Thanks for the bug report.
On Friday 29 March 2013, Felix Salfelder wrote:
> Hi Al, hi list.
>
> playing with spicelib, i found the parser hanging at
> gnucap-spice>C1 0 1 2;
>
> while its not exceptionally clever to place that semicolon,
> it's still a gnucap bug.
>
> i fixed it with
>
> cmd >> node_name;
> + if(spots.back() == cmd.cursor()) {
> + throw Exception("what's this?");
> + }
> spots.push_back(cmd.cursor());
The usual gnucap way to handle that would be:
unsigned here = cmd.cursor();
cmd >> node_name;
if (cmd.stuck(&here)) {
.....
your way works too.
Having opened this one up .. What does Spice (NGspice?) do?
How does Spice (any of them) handle a semicolon?
What should it do?
Does that spice use a semicolon to introduce a comment?
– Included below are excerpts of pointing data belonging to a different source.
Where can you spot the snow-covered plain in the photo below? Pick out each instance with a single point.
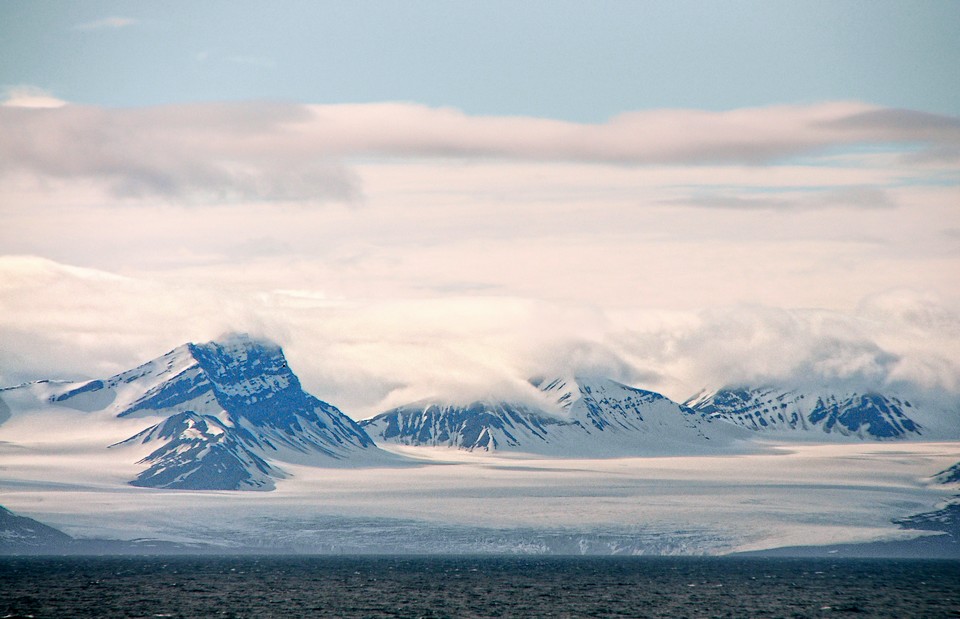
(449, 500)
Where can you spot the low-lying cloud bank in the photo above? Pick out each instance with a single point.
(292, 152)
(366, 357)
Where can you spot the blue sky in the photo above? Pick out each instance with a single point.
(444, 198)
(582, 61)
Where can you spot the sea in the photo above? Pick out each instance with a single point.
(403, 586)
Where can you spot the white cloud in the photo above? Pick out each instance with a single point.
(365, 356)
(113, 22)
(30, 97)
(281, 152)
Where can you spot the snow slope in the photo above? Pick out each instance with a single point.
(581, 417)
(217, 414)
(831, 413)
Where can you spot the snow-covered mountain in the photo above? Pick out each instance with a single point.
(580, 417)
(481, 425)
(220, 413)
(828, 413)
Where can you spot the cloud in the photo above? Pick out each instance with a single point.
(203, 153)
(856, 197)
(30, 97)
(107, 23)
(60, 321)
(288, 152)
(254, 61)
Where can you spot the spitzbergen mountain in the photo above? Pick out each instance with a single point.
(580, 417)
(829, 413)
(221, 413)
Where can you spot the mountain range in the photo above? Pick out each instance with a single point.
(228, 414)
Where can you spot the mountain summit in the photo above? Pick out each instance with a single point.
(827, 413)
(228, 409)
(579, 417)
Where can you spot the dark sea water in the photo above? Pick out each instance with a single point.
(292, 587)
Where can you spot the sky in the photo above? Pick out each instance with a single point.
(442, 199)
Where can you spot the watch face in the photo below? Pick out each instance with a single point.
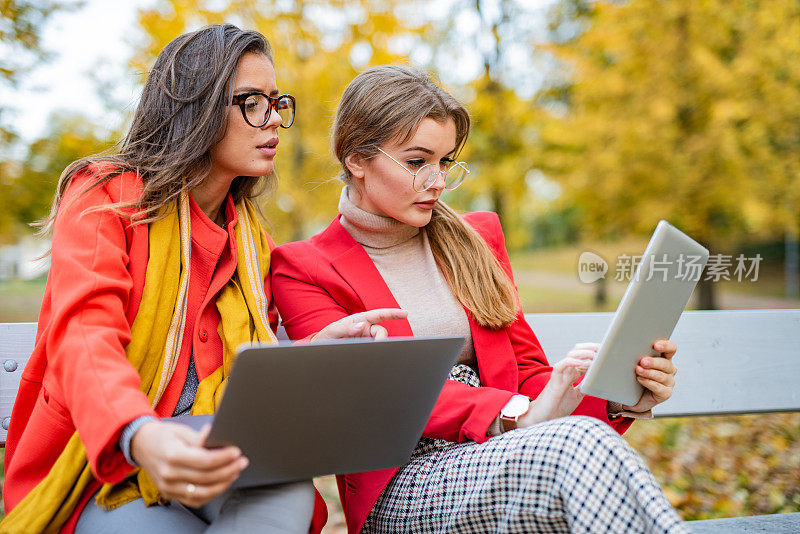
(517, 406)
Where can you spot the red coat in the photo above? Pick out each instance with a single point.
(78, 376)
(330, 276)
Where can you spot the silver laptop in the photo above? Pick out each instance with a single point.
(343, 406)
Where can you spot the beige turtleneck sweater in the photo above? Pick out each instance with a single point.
(403, 257)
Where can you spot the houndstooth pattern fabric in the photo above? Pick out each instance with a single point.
(573, 474)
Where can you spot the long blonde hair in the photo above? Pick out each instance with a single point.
(181, 115)
(388, 102)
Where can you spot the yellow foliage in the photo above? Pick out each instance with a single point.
(681, 110)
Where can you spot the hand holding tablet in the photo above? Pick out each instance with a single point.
(664, 280)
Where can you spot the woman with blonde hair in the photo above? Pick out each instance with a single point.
(511, 445)
(157, 275)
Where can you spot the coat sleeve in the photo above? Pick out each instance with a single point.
(87, 366)
(306, 306)
(534, 369)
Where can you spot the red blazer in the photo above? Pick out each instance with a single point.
(330, 276)
(78, 376)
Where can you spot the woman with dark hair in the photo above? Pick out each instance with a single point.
(157, 275)
(512, 445)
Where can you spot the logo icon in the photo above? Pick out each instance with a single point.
(591, 267)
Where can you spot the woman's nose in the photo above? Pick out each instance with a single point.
(273, 120)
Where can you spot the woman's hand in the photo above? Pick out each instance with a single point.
(363, 324)
(182, 469)
(560, 397)
(657, 375)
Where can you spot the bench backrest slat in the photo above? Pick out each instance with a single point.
(16, 345)
(729, 362)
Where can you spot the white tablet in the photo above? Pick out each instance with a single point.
(658, 292)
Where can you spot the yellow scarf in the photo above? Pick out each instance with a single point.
(156, 336)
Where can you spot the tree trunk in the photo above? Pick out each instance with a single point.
(791, 269)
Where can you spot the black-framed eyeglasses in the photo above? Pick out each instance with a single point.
(257, 107)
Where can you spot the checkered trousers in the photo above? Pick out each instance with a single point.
(573, 474)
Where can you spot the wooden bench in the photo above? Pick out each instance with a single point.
(730, 362)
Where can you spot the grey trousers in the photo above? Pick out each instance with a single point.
(281, 508)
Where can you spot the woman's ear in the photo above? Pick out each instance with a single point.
(355, 163)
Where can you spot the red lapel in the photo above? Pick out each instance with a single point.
(353, 264)
(493, 349)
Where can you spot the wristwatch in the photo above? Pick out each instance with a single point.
(516, 407)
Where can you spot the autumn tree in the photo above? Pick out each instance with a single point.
(69, 138)
(487, 51)
(681, 110)
(21, 25)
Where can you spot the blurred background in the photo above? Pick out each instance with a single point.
(592, 120)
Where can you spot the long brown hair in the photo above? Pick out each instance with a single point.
(181, 115)
(388, 102)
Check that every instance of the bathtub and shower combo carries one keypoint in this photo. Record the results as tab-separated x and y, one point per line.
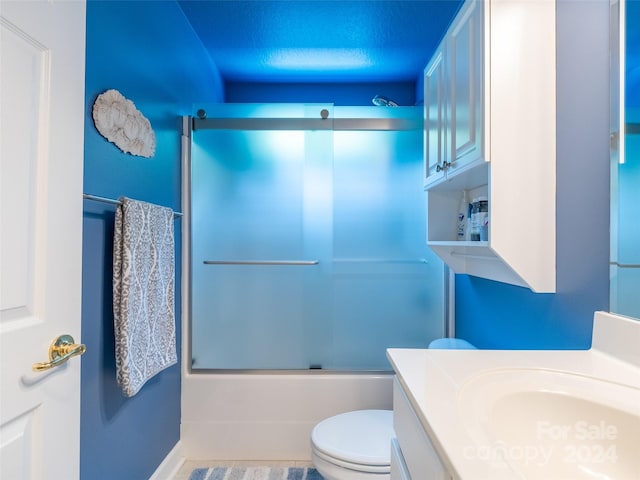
304	260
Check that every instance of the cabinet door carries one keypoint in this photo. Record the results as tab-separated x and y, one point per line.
464	52
434	118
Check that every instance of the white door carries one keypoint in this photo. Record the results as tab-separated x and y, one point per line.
42	48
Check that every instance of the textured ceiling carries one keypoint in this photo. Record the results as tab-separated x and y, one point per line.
320	40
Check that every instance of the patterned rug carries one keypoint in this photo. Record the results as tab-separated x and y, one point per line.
255	473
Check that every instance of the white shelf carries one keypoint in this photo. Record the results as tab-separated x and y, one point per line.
478	259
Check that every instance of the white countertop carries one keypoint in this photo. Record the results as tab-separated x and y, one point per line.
433	380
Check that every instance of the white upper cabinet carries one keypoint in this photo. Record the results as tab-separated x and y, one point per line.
434	118
490	130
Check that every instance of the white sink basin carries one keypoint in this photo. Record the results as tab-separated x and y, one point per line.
544	424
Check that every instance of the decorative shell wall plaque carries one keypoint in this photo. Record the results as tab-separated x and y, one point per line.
119	121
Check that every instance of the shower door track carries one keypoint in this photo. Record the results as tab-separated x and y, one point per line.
331	124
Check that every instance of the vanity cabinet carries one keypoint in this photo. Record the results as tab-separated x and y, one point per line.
490	131
413	456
It seems to me that perhaps the semicolon should be treated as
"end of statement", so perhaps ...
num_nodes = i;
break;
}else if (cmd.is_end()) {
// found the end, no '='
should be
num_nodes = i;
break;
}else if (cmd.skip1b(';') || cmd.is_end()) {
// found the end, no '='
??
It still needs the check for "stuck".
For readers who don't understand that code, wonder what it does
...
Consider, in spice format, the line:
X1 a b c d e f g h i j
Which are nodes? subckt name? parameters?
Good luck.
How about
X1 a b c d e=f g=h i=j
ok .. now we can tell "d" is the subckt name, a,b,c are nodes
....
this function is the one to figure that out.